Redemption. That is what I was looking for. It took a while for me realize it. It took time to accept that I was capable of hoping for something more. But the thing that took the longest time was accepting that I deserved better.
The things that we do each day turn into habits. What we eat, how we think, how we dress. They are all habits. We may be human, but we're not all that different from Pavlov's dog. Ring the bell and we come running to eat.
I was no different, aside from having convinced myself that I was responsible for all of the bad things that had happened and that I deserved it. Actually that is not all that different from a lot of people. We all feel alienated. From time to time we all feel like losers who don't fit in.
Don't I sound like the motivational speaker.
But I am not that guy. I don't buy into that crap. Maybe it is because of my own provincial mindset, or maybe it is because I see too many of those charlatans robbing people. But then again if you refuse to think for yourself you set yourself up for disaster.
That has never been my problem. I know my what my problems are. I know my weakness. All I can do is try to avoid making the mistakes of the past. Let them stay where they belong. Let them haunt my soul and serve as a warning, whatever. Just let them be far away from my conscious mind.
I can't tell you when the change took place. I can't tell you why or how. I just know that when hope returned I lost some of my edge. I no longer constantly felt angry, frustrated and edgy, but not always angry.
Little things that used to throw me into a rage stopped infuriating me. And it was all because of hope.
Once I began to believe in myself I started to dream about getting her back. I allowed myself to remember the joy she used to fill me with and considered the possibility of having it again.
We had promised each other that we would never let go. We said that if we held onto each other we could beat whatever had come between, in front or behind us. Somewhere in time there still lived a boy and girl who believed in that.
The girl I had loved was a hopeless romantic with such sweet lips. Men don't normally say things like this, but I loved kissing her. I didn't view it as a necessary step to get into her pants. I really loved it.

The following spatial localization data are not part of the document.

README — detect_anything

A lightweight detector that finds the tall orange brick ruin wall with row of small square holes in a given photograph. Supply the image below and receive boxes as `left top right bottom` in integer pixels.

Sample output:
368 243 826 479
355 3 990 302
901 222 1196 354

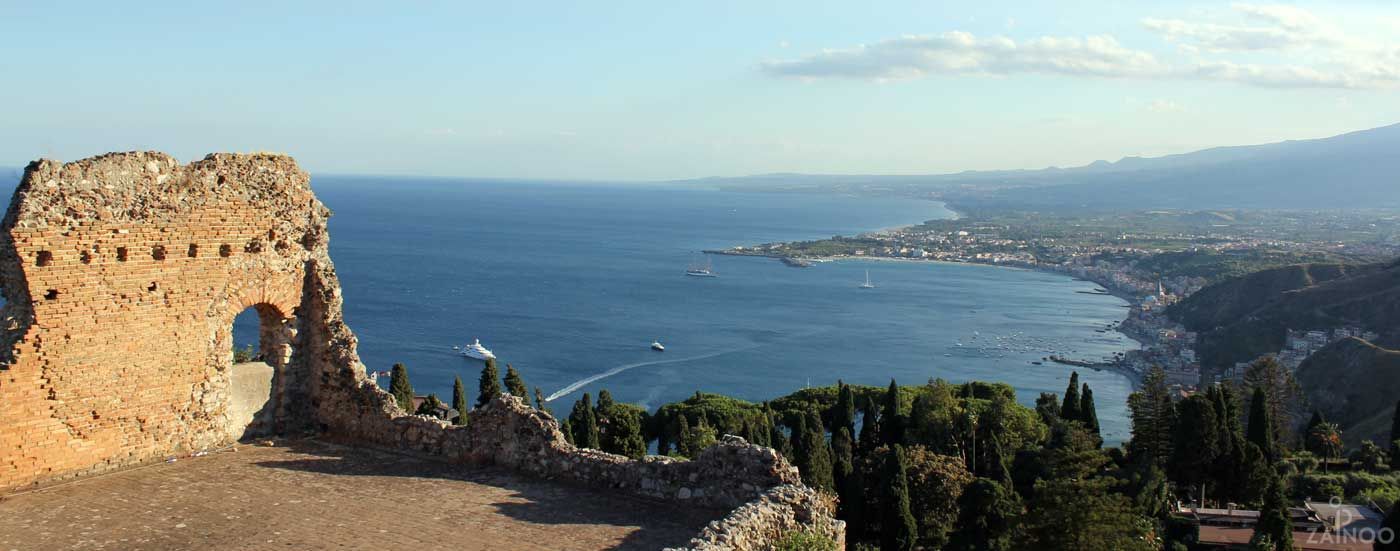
0 152 329 488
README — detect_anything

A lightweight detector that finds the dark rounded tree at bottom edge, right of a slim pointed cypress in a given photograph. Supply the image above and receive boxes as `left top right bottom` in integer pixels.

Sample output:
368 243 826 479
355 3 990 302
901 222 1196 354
946 478 1021 551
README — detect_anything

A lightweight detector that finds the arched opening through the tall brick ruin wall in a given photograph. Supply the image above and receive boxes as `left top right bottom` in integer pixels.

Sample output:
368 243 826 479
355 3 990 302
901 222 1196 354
228 303 294 439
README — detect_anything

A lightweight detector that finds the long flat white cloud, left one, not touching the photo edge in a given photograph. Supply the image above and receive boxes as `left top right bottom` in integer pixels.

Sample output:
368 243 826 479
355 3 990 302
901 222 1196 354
762 31 1162 81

Somewhere in time there lived a boy and a girl who would do all in their power to find their way back to each other. I really believed it and I had to believe that she believed it.
The bigger question was not whether she did, but where she was. We had lost touch. It had become far too painful and I had let her slip away. I didn't know if she was married. Couldn't tell you if she had kids.
All I could tell you was that I knew she was alive. As stupid as it sounds the heart that had been broken just sensed that she was somewhere.
It was a start, a beginning that I could work with. I didn't know what would happen or how. I just knew that redemption was possible.